With sleep apnoea, your air supply is continually interrupted, causing blood oxygen levels to plummet. You then stir, gasping, trying to breathe. This can happen hundreds of times a night, and the ill-effects are many and severe.

Apnoea puts strain on the heart, as it races to pump blood more quickly to compensate for the lack of oxygen. Fluctuating oxygen levels also cause plaque to build up in the arteries, increasing the risk of cardiovascular disease, hypertension and stroke. In the mid-1990s, the US National Commission on Sleep Disorders Research estimated that 38,000 Americans were dying every year of heart disease worsened by apnoea.
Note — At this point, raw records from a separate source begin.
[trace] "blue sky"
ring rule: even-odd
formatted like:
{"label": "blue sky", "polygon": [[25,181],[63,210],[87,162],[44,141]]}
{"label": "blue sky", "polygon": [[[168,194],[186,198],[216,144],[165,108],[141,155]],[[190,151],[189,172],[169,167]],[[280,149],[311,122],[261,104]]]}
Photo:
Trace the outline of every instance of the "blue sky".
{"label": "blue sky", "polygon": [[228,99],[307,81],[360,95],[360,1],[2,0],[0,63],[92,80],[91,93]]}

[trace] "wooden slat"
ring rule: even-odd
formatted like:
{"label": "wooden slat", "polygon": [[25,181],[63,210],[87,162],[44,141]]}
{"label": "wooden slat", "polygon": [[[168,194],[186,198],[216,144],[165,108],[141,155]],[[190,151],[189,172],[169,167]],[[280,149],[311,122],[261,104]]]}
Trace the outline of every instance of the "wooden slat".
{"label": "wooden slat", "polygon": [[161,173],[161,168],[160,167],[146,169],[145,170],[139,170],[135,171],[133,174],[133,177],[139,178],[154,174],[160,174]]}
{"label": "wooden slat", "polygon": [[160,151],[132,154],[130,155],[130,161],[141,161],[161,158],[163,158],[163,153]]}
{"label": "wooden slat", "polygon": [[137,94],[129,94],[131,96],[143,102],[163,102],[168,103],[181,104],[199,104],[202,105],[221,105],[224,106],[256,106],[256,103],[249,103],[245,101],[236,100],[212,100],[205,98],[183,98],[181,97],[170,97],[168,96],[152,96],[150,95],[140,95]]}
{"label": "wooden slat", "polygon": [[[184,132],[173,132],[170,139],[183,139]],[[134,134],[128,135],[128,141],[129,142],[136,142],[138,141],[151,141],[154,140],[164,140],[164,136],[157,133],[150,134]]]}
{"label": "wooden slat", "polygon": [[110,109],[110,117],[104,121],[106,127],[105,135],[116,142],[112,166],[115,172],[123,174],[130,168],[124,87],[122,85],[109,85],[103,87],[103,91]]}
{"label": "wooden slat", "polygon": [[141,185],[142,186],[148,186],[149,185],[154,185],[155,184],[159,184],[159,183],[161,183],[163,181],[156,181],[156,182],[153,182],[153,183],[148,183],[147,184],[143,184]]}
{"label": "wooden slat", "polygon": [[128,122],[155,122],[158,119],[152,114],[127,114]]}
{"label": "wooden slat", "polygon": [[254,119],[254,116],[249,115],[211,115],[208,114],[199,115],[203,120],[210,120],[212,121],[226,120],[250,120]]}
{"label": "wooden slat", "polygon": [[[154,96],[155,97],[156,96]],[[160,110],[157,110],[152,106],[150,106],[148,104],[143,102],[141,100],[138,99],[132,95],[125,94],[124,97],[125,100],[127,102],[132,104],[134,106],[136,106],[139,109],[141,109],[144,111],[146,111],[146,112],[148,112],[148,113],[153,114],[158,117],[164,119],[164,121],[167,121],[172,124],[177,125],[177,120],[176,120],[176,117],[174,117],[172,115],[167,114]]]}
There’s also growing evidence that the condition affects glucose metabolism and promotes insulin resistance – leading to type 2 diabetes – and encourages weight gain. 

Then there’s the exhaustion of never having a full night’s sleep, which is associated with memory loss, anxiety and depression. Lack of sleep also causes inattention that can lead to traffic accidents. A 2015 study of drivers in Sweden found that those with sleep apnoea are 2.5 times more likely to have an accident than those without. It also fuels absenteeism, and people with apnoea are fired from their jobs more frequently than those without.

One study found that people with severe sleep apnoea were, all told, three times as likely to die during an 18-year period as those without.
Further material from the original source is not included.